Things That Make You Blush: Relationship Interruptions



Life is filled with interruptions. Conversations are littered with interruptions. A career path can be interrupted by starting a family or by being laid off. Completing an education can be interrupted by lack of funds. A winning football drive down field can be interrupted by a 15-yard penalty. You name it, and it can get interrupted, including relationships.

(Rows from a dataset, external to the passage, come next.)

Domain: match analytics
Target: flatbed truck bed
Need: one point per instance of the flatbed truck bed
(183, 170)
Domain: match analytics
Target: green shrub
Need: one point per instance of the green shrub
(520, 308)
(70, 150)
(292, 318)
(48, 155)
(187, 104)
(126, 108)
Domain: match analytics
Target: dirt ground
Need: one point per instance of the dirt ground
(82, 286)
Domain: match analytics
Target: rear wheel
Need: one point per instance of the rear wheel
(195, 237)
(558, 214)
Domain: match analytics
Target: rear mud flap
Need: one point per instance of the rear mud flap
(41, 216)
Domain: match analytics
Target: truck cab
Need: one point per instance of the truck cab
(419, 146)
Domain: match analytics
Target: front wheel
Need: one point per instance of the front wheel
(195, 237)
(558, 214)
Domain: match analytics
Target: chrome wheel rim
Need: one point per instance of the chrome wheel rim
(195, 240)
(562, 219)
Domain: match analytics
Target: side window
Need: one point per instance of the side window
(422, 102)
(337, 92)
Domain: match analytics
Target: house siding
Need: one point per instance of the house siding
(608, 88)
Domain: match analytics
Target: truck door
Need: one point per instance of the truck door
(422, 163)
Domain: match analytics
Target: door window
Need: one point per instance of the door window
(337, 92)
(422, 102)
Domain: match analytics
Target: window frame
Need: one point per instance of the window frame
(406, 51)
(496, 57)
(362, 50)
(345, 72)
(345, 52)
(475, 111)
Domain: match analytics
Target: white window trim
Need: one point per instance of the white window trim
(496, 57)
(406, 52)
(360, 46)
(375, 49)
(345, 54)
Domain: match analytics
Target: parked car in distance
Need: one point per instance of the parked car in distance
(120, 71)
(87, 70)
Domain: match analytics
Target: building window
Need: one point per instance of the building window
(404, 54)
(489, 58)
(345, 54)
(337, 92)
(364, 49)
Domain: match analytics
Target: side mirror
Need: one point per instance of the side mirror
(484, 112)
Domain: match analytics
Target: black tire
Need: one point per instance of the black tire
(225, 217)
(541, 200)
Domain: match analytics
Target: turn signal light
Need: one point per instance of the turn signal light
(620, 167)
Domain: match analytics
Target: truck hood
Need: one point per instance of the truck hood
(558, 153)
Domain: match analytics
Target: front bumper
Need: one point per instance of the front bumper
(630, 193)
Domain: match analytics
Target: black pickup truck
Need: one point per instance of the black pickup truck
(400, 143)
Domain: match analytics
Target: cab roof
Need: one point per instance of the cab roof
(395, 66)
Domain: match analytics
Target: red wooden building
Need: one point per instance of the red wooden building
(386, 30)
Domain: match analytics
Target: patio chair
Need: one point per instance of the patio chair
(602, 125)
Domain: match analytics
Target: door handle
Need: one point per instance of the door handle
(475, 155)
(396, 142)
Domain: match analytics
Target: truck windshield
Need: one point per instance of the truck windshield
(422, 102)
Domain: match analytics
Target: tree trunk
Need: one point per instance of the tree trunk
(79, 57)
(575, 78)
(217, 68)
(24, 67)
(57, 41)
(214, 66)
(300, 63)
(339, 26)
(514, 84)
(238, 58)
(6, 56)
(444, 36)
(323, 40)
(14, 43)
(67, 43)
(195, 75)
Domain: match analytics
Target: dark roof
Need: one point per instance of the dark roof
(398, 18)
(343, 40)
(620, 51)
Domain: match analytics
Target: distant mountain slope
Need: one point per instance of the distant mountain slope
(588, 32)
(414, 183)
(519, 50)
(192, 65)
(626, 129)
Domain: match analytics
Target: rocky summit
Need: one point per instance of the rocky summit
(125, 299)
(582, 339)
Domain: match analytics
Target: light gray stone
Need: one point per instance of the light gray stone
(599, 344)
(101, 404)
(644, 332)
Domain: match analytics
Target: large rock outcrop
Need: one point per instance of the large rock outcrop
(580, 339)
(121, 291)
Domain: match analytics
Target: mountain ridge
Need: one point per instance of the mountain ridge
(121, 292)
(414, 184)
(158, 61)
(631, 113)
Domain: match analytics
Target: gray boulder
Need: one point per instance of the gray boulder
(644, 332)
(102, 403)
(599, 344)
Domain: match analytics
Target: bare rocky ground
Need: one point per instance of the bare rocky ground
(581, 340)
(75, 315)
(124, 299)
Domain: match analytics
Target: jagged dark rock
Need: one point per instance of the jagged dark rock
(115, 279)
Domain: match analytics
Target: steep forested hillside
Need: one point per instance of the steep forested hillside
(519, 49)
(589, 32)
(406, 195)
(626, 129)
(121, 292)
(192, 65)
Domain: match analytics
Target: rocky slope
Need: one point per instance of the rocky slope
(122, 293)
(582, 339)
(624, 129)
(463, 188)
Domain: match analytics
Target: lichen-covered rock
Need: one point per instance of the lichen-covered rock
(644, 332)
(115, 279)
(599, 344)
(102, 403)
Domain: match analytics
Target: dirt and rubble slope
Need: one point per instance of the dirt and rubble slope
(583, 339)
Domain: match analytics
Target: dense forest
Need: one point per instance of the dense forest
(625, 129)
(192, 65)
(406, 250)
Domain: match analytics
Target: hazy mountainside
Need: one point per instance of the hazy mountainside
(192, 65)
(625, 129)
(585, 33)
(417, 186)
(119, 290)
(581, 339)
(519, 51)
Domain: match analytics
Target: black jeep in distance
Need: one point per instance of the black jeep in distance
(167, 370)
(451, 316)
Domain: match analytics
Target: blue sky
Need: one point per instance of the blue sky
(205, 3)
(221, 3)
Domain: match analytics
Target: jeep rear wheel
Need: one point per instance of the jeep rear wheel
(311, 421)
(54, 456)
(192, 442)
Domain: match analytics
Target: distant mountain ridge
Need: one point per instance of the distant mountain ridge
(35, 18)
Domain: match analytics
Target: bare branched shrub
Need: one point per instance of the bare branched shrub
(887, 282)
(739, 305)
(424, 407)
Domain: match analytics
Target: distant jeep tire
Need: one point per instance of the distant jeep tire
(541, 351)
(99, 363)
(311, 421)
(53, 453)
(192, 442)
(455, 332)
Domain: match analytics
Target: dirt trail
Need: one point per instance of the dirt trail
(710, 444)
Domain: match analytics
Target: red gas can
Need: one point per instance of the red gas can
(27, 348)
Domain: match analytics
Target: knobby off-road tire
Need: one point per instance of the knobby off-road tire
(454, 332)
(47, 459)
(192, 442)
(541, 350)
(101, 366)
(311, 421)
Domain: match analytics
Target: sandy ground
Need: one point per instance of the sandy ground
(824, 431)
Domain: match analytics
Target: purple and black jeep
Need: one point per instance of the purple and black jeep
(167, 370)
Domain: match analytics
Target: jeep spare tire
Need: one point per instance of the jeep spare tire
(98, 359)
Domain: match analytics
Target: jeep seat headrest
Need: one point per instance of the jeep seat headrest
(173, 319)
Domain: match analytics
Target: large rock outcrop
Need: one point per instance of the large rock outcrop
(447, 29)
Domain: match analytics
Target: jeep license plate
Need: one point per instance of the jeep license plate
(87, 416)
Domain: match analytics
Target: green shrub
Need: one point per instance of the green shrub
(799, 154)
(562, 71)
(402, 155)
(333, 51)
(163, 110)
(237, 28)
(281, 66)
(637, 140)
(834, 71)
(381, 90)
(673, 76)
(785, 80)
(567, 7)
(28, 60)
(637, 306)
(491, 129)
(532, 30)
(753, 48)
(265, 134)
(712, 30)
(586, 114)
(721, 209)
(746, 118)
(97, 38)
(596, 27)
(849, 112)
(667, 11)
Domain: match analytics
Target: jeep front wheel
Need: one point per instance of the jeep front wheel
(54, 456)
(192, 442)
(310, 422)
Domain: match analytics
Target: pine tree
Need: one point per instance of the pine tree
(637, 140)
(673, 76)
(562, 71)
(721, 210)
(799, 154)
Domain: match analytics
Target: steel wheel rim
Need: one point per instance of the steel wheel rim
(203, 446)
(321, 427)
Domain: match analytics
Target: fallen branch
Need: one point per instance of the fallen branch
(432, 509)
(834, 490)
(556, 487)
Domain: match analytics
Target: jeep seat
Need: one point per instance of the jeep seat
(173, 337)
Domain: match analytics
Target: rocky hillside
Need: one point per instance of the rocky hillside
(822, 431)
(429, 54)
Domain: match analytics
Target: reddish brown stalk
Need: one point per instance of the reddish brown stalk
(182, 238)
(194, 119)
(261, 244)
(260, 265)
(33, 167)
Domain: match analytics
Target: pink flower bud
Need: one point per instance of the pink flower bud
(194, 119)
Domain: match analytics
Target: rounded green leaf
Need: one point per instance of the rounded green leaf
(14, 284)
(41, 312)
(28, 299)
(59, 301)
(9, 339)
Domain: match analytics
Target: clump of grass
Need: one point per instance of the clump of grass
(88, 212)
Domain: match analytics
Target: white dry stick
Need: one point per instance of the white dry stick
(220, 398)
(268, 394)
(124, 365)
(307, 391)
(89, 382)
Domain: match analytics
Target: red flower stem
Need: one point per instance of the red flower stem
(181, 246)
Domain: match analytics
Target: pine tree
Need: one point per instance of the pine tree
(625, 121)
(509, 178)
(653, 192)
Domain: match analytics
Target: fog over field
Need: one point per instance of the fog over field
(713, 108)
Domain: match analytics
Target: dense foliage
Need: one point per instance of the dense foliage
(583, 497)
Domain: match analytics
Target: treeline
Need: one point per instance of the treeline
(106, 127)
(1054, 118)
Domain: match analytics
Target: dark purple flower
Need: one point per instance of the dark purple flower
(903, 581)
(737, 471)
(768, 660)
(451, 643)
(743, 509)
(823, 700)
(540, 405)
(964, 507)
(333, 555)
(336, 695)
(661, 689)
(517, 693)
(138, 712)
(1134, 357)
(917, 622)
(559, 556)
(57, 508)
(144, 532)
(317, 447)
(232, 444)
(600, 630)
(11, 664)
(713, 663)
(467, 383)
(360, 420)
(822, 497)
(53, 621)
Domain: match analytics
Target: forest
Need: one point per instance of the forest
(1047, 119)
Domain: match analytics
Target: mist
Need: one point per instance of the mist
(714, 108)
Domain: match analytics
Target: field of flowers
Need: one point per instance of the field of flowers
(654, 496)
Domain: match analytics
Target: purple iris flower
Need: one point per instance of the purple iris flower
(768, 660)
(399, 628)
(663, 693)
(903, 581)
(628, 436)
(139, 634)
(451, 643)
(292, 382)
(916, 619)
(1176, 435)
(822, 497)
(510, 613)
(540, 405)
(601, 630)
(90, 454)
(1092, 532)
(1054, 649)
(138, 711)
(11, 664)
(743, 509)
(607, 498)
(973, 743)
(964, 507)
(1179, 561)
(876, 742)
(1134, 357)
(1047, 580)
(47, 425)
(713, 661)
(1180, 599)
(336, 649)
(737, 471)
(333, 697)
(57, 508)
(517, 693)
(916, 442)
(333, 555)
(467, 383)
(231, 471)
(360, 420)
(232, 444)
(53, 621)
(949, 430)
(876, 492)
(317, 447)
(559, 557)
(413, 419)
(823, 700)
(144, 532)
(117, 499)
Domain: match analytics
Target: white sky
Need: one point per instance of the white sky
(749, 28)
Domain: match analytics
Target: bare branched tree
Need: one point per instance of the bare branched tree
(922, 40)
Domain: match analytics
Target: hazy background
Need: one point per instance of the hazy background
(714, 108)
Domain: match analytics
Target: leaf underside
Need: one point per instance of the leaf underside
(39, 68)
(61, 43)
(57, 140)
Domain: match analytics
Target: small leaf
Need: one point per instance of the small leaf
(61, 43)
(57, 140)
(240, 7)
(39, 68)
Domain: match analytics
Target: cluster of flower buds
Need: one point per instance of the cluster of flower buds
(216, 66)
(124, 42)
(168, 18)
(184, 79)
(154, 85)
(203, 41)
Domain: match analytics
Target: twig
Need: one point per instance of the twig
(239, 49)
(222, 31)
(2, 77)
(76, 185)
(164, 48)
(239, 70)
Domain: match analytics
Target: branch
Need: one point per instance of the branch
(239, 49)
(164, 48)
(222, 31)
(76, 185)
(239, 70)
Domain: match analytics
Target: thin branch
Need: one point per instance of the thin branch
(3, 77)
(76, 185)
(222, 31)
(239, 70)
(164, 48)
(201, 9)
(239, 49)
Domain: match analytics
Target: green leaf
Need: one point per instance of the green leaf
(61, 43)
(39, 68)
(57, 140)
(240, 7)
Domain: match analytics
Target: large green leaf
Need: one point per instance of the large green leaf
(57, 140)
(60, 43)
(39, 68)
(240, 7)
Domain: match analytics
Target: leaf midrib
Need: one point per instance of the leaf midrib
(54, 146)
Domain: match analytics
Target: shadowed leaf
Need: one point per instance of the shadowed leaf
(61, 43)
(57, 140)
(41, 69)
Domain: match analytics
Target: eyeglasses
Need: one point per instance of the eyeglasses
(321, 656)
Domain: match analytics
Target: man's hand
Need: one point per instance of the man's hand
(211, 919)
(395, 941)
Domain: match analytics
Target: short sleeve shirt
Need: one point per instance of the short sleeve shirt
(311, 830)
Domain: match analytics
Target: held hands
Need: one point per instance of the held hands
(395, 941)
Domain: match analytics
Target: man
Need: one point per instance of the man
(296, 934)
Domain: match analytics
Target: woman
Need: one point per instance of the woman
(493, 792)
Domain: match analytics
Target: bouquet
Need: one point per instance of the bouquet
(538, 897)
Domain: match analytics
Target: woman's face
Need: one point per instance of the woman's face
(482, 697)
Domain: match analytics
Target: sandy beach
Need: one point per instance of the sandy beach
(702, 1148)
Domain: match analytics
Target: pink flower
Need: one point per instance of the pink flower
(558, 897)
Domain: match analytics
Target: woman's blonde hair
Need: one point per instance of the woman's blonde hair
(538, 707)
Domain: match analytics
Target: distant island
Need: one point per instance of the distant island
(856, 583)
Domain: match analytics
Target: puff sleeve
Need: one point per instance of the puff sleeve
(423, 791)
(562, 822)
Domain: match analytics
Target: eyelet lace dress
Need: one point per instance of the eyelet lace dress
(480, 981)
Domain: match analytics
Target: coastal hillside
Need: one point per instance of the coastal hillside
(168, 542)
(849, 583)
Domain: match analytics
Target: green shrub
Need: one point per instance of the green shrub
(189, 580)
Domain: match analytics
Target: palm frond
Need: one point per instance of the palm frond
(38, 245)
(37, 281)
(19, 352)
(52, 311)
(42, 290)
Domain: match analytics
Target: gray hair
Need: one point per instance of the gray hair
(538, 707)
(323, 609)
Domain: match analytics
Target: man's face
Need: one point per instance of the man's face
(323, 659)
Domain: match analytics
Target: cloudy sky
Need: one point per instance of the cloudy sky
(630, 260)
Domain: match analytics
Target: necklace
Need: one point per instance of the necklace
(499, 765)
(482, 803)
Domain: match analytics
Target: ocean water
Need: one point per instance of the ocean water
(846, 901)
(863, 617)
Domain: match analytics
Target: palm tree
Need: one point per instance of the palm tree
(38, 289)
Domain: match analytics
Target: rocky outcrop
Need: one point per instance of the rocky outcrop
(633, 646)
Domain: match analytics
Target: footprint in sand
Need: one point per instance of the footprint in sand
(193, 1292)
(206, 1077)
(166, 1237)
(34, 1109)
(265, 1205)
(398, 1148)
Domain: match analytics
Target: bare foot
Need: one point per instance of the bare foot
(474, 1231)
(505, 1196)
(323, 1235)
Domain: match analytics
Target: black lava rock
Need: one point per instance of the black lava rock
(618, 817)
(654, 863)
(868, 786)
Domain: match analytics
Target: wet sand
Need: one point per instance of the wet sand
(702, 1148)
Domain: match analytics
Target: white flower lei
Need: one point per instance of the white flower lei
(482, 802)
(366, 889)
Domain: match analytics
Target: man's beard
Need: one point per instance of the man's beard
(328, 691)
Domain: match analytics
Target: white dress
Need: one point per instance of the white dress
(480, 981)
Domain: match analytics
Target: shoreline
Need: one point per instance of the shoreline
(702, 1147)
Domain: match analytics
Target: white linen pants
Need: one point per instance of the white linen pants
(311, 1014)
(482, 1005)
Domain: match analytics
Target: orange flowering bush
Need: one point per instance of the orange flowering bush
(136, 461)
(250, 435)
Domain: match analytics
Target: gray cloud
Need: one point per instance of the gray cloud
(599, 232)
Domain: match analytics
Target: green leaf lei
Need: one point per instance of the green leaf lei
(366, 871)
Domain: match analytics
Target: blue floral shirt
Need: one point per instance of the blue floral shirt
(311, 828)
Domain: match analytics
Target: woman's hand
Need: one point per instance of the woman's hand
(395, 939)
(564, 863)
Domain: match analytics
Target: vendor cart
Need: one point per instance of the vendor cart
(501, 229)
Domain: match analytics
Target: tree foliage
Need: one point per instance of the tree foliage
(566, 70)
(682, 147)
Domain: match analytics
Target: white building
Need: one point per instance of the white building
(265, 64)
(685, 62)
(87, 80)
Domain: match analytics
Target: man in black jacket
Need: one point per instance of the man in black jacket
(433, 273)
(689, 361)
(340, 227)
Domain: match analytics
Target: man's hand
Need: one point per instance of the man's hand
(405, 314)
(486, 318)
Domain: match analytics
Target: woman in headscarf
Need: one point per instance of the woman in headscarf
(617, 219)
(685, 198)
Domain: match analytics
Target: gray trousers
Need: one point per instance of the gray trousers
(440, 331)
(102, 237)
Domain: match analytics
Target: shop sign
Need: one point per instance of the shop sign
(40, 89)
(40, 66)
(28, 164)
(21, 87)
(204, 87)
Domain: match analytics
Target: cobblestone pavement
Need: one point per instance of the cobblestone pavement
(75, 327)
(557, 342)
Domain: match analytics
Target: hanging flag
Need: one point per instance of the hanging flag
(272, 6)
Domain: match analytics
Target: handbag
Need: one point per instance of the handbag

Relationships get put on hold for a variety of reasons in strong, healthy partnerships as well as strained ones. Reasons vary from simple life events such as a short-term illness or accident to more devastating changes resulting from chronic illnesses (Alzheimer’s or spinal cord injury, for example). Whatever the reason may be for the interruption, the roles almost always change between partners. The role of lover may be lost due to a change in physical or mental abilities, while the role of caretaker takes its place and is now a priority. So, while the typical ideas of romance may be altered for a while, couples can find other ways to express love and concern for each other. Hot and heavy sex that was so much fun to look forward to may now be replaced by holding hands, gentle hugs and sharing sweet memories, depending on how permanent and how sudden the interruption may be.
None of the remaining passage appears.